The program, funded by the Internal Revenue Service's Volunteer Income Tax Assistance Program and the Virginia Community Action Partnership, helped about 600 families last year, and Henderson hopes it will serve 1,000 this year, she said.
Ashok Jain, 58, of Roanoke County has volunteered for about seven years in the program, taking appointments on Saturdays and filing taxes for the same clients year after year.
"It's very gratifying to see the smiles on their faces," Jain said. "These people can never imagine the kind of refund you get in this program."
Jain is not an accountant, but financial matters interest the TM GE Automation Systems engineer.
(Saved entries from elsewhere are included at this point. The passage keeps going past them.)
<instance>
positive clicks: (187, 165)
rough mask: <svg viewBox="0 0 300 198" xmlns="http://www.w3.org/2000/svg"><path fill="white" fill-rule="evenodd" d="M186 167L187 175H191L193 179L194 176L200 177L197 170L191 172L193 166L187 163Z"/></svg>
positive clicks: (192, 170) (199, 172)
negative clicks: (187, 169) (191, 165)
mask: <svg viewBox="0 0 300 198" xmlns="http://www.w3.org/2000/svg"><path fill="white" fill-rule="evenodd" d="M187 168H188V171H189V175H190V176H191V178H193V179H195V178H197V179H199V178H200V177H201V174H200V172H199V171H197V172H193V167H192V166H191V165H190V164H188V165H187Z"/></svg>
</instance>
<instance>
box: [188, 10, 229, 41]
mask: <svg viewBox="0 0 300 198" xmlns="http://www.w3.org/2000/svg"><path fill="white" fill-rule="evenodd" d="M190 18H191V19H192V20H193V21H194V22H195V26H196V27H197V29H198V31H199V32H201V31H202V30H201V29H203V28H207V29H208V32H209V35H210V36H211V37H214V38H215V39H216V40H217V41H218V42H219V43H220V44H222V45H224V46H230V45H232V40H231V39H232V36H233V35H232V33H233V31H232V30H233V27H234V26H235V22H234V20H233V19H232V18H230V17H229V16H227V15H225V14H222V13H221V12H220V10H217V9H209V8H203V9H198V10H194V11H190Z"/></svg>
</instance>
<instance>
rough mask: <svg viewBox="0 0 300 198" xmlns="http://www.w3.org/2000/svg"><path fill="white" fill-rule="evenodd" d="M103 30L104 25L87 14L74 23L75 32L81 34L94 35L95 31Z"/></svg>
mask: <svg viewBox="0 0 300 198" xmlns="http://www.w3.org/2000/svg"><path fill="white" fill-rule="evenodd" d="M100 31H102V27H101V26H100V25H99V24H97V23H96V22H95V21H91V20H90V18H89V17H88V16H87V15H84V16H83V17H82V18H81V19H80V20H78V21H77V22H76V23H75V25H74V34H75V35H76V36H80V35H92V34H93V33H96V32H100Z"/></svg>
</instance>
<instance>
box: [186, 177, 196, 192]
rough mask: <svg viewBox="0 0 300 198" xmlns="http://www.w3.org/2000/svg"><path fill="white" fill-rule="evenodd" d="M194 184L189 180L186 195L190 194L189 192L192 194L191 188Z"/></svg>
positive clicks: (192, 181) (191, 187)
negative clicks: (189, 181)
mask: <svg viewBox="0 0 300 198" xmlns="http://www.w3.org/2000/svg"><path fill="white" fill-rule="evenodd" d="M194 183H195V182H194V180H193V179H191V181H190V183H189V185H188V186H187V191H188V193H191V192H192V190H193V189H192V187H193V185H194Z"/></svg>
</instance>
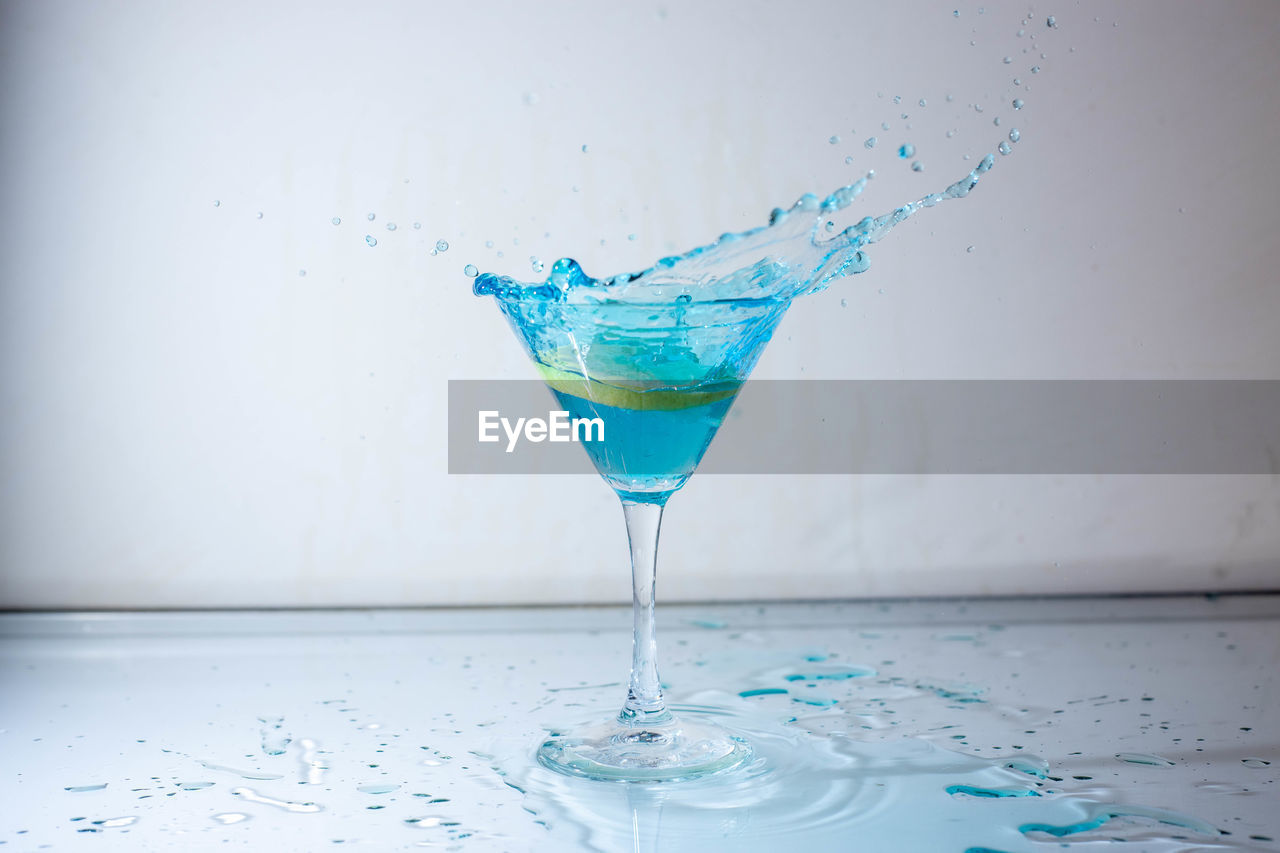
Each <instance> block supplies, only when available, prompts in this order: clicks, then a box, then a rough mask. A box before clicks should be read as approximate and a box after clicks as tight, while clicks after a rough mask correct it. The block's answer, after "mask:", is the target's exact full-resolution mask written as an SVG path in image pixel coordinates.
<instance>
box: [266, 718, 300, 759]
mask: <svg viewBox="0 0 1280 853" xmlns="http://www.w3.org/2000/svg"><path fill="white" fill-rule="evenodd" d="M257 721H259V722H261V724H262V731H261V735H262V752H264V753H266V754H268V756H283V754H284V751H285V749H288V748H289V744H291V743H293V738H291V736H288V735H287V734H284V731H283V727H284V717H259V719H257Z"/></svg>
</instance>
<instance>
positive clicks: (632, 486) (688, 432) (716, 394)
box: [552, 383, 740, 503]
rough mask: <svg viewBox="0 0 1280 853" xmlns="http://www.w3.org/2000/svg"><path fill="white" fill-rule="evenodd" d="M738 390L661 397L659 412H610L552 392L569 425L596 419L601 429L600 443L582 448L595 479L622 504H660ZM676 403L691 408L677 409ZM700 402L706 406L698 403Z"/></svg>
mask: <svg viewBox="0 0 1280 853" xmlns="http://www.w3.org/2000/svg"><path fill="white" fill-rule="evenodd" d="M739 384H740V383H728V384H727V386H722V387H723V391H719V392H708V391H707V389H705V388H692V389H690V391H685V392H677V391H663V392H660V394H662V397H663V398H662V401H660V403H659V406H658V407H648V409H646V407H628V406H612V405H605V403H603V402H599V401H591V400H586V398H585V397H580V396H577V394H572V393H567V392H564V391H559V389H557V388H552V391H553V393H554V394H556V398H557V400H558V401H559V403H561V407H563V409H564V410H566V411H568V414H570V418H571V419H576V418H582V419H588V420H590V419H595V418H599V419H600V421H602V423H603V424H604V441H589V442H584V443H582V447H585V448H586V452H588V455H589V456H590V457H591V462H593V464H594V465H595V469H596V470H598V471H599V473H600V476H603V478H604V479H605V480H607V482H608V483H609V485H612V487H613V488H614V489H616V491H617V492H618V494H620V496H621V497H623V498H625V500H628V501H639V502H641V503H660V502H663V501H666V500H667V497H668V496H669V494H671V493H672V492H673V491H676V489H678V488H680V487H681V485H684V484H685V480H687V479H689V476H690V475H691V474H692V473H694V469H695V467H698V462H699V461H701V459H703V453H705V452H707V447H708V446H709V444H710V443H712V438H714V437H716V430H718V429H719V425H721V421H723V420H724V415H726V414H727V412H728V410H730V406H732V405H733V397H735V396H736V394H737V388H739ZM644 396H645V394H644V393H643V392H632V393H630V394H627V398H628V401H630V402H634V403H637V405H643V403H644ZM681 397H687V398H690V401H691V402H694V403H695V405H686V406H680V402H681ZM717 397H718V398H717ZM701 398H710V401H709V402H698V401H699V400H701Z"/></svg>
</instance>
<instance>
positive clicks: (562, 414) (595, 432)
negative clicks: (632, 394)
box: [479, 410, 604, 453]
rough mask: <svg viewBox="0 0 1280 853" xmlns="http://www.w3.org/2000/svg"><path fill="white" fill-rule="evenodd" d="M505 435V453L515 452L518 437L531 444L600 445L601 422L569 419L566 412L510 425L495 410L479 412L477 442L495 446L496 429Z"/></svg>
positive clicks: (506, 420) (511, 423)
mask: <svg viewBox="0 0 1280 853" xmlns="http://www.w3.org/2000/svg"><path fill="white" fill-rule="evenodd" d="M499 427H500V428H502V432H503V433H506V434H507V452H508V453H511V452H512V451H515V450H516V444H517V443H518V442H520V437H521V435H524V437H525V441H529V442H534V443H535V444H536V443H539V442H544V441H547V442H603V441H604V421H603V420H600V419H599V418H570V416H568V412H567V411H552V412H548V416H547V419H545V420H544V419H541V418H517V419H516V423H515V424H512V423H511V420H509V419H507V418H503V416H502V415H500V414H499V412H498V411H497V410H488V411H481V412H480V439H479V441H480V442H498V441H502V437H500V435H499V434H498V428H499Z"/></svg>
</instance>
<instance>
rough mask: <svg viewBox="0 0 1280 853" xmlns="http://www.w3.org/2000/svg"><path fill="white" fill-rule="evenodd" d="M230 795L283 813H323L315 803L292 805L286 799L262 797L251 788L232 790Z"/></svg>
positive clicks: (302, 813)
mask: <svg viewBox="0 0 1280 853" xmlns="http://www.w3.org/2000/svg"><path fill="white" fill-rule="evenodd" d="M232 794H233V795H236V797H239V798H241V799H244V800H248V802H251V803H259V804H261V806H271V807H274V808H279V809H282V811H285V812H292V813H294V815H314V813H316V812H321V811H324V807H323V806H319V804H316V803H294V802H292V800H288V799H275V798H274V797H264V795H262V794H259V793H257V792H256V790H253V789H252V788H233V789H232Z"/></svg>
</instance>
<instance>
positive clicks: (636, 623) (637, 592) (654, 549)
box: [618, 500, 671, 725]
mask: <svg viewBox="0 0 1280 853" xmlns="http://www.w3.org/2000/svg"><path fill="white" fill-rule="evenodd" d="M662 507H663V503H640V502H637V501H627V500H623V501H622V514H623V515H625V516H626V520H627V539H628V540H630V542H631V590H632V592H631V616H632V622H634V624H632V635H631V684H630V686H628V688H627V702H626V704H625V706H623V707H622V713H620V715H618V720H620V721H621V722H625V724H627V725H659V724H663V722H667V721H669V720H671V713H669V712H668V711H667V703H666V702H664V701H663V698H662V681H660V680H659V679H658V637H657V628H655V625H654V619H653V606H654V585H655V583H657V579H658V530H659V528H660V526H662Z"/></svg>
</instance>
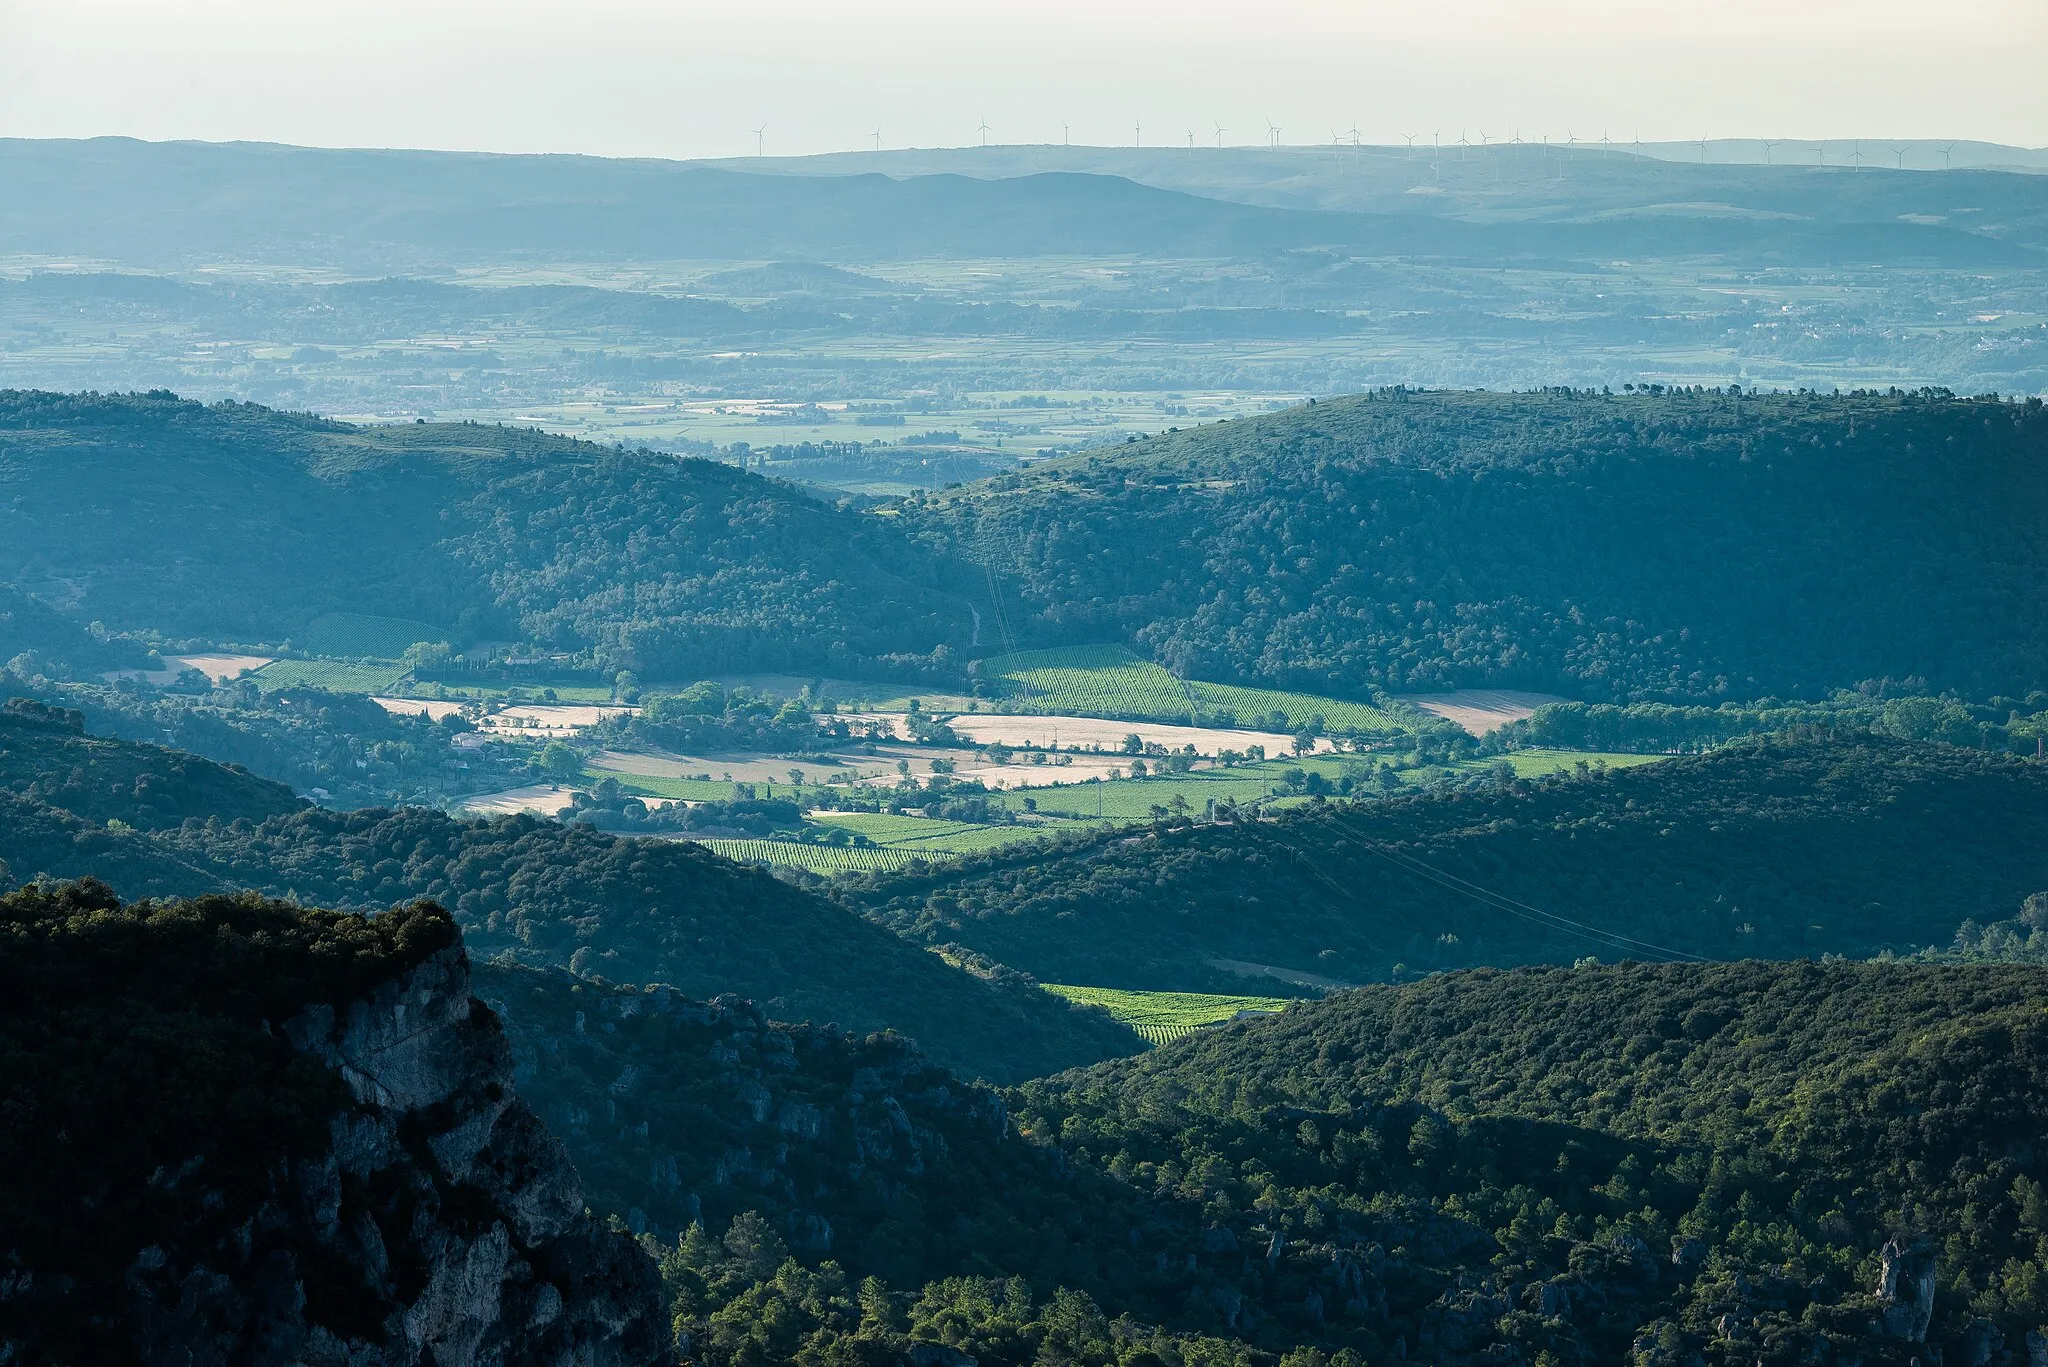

He now coordinates a group of 15 tax-prep volunteers who are GE or TM GE employees. The program uses 25 volunteers who have been trained and tested by the IRS.
This year, pairs of volunteers will screen taxpayers and file their forms online in recently vacated offices at 302 Second St. in downtown Roanoke.
"A lot of people are scared to do their own taxes," Henderson said. "You might not know tax law. At least here, you can be assured the taxes will be done correctly."
Costs can pile up form by form at accounting firms such as H & R Block or Jackson Hewitt Tax Service. H & R Block's prices for personal tax preparation vary from $39 to more than $300.
Ellis Wimmer, general manager of nine Jackson Hewitt locations in the Roanoke Valley, directs a handful of the people who visit his offices for assistance every spring to TAP. If their taxes aren't complicated or their household is low-income, it's not useful for them to pay $39 to $150 to see a certified public accountant at Jackson Hewitt, he said.
"We're in a service-oriented business, and that's one way we give back to the community," Wimmer said. "We need to take care of the customers whether we make money or not."